Originally Published: March 4, 2005 7:10 a.m.
PRESCOTT – Some members of the local legal community seem to embrace the latest U.S. Supreme Court ruling to bar capital punishment for defendants who were younger than 18 at the time they committed first-degree murder.
The 5-to-4 decision in Roper v. Simmons affects five Arizona defendants who received death sentences and currently are awaiting state or federal appellate action, according to an Arizona Attorney General's Office press release.
Interim Yavapai County Public Defender Janet Lincoln, who has a background in juvenile law, said she is thrilled with the decision and she considers it a step in the right direction.
She said a significant amount of information is now coming in about the human brain suggesting that the last portion of the brain to develop is the frontal lobe, which is the area that calls for judgment, and that it is still developing into one's early 20s.
Youths "do not have very good judgment as teenagers," she said. "I think it is much more humane (not to execute such convicted killers). As a society we have to look at these types of issues."

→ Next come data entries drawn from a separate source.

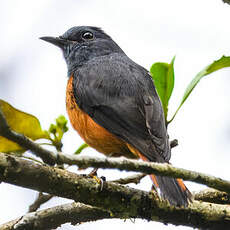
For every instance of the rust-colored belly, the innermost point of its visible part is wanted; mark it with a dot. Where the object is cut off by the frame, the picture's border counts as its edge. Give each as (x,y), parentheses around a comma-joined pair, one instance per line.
(92,133)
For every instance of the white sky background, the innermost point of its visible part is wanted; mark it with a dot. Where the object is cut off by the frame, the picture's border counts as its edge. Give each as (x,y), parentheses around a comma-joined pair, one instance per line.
(33,76)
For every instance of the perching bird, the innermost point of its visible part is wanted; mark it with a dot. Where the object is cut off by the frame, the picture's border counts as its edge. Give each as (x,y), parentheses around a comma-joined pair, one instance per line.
(113,104)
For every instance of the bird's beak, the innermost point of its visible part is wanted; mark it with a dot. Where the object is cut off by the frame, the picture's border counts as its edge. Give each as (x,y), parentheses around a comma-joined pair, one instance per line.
(57,41)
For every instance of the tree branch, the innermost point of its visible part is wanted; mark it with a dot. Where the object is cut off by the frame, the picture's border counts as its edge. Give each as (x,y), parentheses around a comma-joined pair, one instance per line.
(117,199)
(212,196)
(146,167)
(5,131)
(130,179)
(41,199)
(51,218)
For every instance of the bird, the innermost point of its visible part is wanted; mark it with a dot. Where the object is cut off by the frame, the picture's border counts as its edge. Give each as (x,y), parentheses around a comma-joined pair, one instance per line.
(113,104)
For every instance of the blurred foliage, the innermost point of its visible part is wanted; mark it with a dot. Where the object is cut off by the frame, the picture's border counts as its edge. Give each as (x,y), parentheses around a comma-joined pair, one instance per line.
(162,72)
(20,122)
(29,125)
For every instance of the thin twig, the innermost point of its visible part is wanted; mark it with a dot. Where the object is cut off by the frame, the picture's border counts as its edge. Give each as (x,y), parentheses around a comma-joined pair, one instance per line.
(128,202)
(41,199)
(212,196)
(146,167)
(51,218)
(130,179)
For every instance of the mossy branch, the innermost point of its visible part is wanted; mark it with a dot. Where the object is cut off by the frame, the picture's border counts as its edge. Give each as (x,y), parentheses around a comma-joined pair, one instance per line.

Lincoln said youths who commit first-degree murder are dangerous and they deserve punishment, but "I certainly do not think that killing them is an appropriate answer."
She said whether someone commits a crime a day before or after his or her 18th birthday may be a two-day difference, but a cut-off date must exist.
"This (the ruling) gives us a clear line," she said. "If they are 18 and they murder someone, that could be a capital murder case. If they are younger than 18, it cannot be a capital murder case."
Yavapai County Superior Court Judge Pro Tem Ralph Hess said the decision will affect any juvenile cases in the future that come before any judicial officer in Yavapai County. No juvenile has received the death penalty in this county since justices reinstated capital punishment in 1976.
"The Supreme Court is giving us guidance with respect to sentencing restriction in those types of cases," he said.
Hess said justices ruled based on the 8th and 14th Amendments. He said although these amendments existed for more than 200 years "the law is dynamic and as the cases come before the U.S. Supreme Court, it makes decisions."
"It becomes the law of the land," he said. "They look at what is presented to them on a given case and then they render the decision based on the rationale that they set forth in the opinion."
Deputy Yavapai County Attorney Mark Ainley said, "It doesn't upset me one way or the other."
He said he needs to read the opinion to be able to comment any further.
Deputy Yavapai County Attorney Dennis McGrane said Tuesday that he has a tendency to side with the justices that joined in the dissenting opinion – Sandra Day O'Connor, Antonin Scalia, William Rehnquist and Clarence Thomas.
"I would like to know what was their reasoning," he said, referring to the five justices who joined in the majority opinion.
McGrane said clearly a line should exist when it is appropriate to punish a minor with death. However, courts should decide it on a case-by-case basis, he said, asking what the difference is between a person who committed a crime one day before his or her 18th birthday and an adult who murdered someone a day after his or her 18th birthday.
In addition, he said, a previous sentencing change allowed a jury to determine whether a minor should die for committing first-degree murder. But the latest decision abolishes that right.
"Twelve people of this community can make an informed decision," he said.
Defense Attorney John Sears said the Supreme Court continues to shrink the scope of the death penalty.
"It throws out an Arizona law," he said, adding that the highest court in the land previously outlawed executions for those who were 15 or younger when they committed their crimes.
He said justices went even further and banned executions of the mentally retarded.
Sears said justices look at the cases to determine where society is on a particular issue, and noted that age 18 is the line that society draws between childhood and adulthood. He said teenagers may not vote before their 18th birthday and to consume alcohol before their 21st birthday. Yet some states, including Arizona, lowered the age bar for the death penalty.
John Mabery, director of the Yavapai County Juvenile Probation Department, said, "I see it as a positive. I think that we should be taking a real hard look before we execute juveniles."
He said the decision should not have a major effect on the juvenile justice system because most juvenile offenders transfer into the adult prison system to serve their sentences.
"Any juveniles that would be on death row would be in the adult system," Mabery said.
Defense attorney Kenneth Ray said he doesn't believe the country will do away with the death penalty in his lifetime and that "I'm pleased if it is a step toward nullification of the death penalty."
Many nations worldwide have not only banned the execution of minors, but also of adults. The Associated Press reported, for example, that in recent years only a handful of countries put juvenile offenders to death including Iran, China, Pakistan and Saudi Arabia.
"We are satisfied at being backwards," Ray added, referring to capital punishment in this country.